TRIBUNNEWS.COM - Pasukan Pertahanan Israel (IDF) untuk pertama kalinya dalam sejarah meminta bantuan kepada perusahaan swasta untuk memperbaiki berbagai kendaraan lapis baja, termasuk tank dan kendaraan pengangkut personel (APC) yang rusak selama perang di Jalur Gaza.
Langkah ini menandai perubahan penting dalam prosedur angkatan darat Israel.
Pasalnya, militer Israel sebelumnya selalu menggunakan sumber daya internal untuk memperbaiki semua kendaraan tempur yang rusak akibat perang di Gaza.
"Untuk pertama kalinya dalam sejarahnya, akan mengalihdayakan perbaikan dan pemeliharaan berbagai kendaraan lapis baja termasuk tank dan APC ke perusahaan-perusahaan di industri pertahanan Israel karena kebutuhan mendesak yang terlihat dalam perang selama setahun melawan Hizbullah dan Hamas," tulis media Israel, Yedioth Ahronoth.
"Perbaikan sebelumnya dilakukan secara eksklusif oleh Korps Teknologi dan Pemeliharaan IDF," tambahnya, dikutip dari Palestine Chronicle.
Menurut klaim Israel, keputusan ini diambil akibat kebutuhan mendesak selama perang.
Selain melibatkan perusahaan swasta, IDF juga merekrut tenaga profesional yang sudah pensiun untuk membantu upaya pemeliharaan.
Dalam rangka perbaikan kendaraan tempur ini, IDF akan memilih tender-tender yang sesuai dengan syarat.
Peserta yang memenuhi syarat termasuk perusahaan yang bergerak di industri berat, khususnya yang mengkhususkan diri dalam pengerjaan logam dan pengelasan maka akan segera direkrut.
Selama perang di Gaza dan Lebanon, banyak tank Merkava dan kendaraan tempur Israel lainnya mengalami keursakan berat.
Hal ini mengakibatkan persediaan kendaraan tempur milik Israel semakin menipis.
Dua bulan lalu militer Israel juga mengumumkan bahwa pihaknya mengalami kekurangan tank dan amunisi di tengah konflik di Gaza.

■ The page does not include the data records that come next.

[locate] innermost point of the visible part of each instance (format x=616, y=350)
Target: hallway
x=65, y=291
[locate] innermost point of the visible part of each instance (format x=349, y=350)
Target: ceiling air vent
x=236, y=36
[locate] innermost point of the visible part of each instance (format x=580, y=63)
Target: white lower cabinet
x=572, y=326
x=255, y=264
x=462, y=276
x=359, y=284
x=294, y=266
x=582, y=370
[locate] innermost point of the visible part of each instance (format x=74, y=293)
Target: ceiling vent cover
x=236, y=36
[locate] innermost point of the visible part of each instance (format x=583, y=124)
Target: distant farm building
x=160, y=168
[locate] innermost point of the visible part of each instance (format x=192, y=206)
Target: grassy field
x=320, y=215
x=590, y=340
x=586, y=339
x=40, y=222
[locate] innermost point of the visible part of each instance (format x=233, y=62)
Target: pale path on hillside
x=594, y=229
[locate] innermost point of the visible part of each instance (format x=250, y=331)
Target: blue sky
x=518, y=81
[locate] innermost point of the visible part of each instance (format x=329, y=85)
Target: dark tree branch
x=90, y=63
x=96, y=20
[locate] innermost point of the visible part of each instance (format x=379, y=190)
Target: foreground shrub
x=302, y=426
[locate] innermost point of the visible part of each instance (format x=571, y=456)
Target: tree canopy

Baca juga: Terungkap Yahya Sinwar Tewas Kena Pecahan Peluru Tank Merkava Mark 4 dan Rudal Matador IDF
Tentara memberi tahu Mahkamah Agung Israel bahwa banyak tanknya rusak selama perang Gaza dan persediaan amunisinya menipis.
"Jumlah tank operasional di korps tersebut tidak mencukupi untuk kebutuhan perang," tulis dokumen Mahkamah Agung saat itu.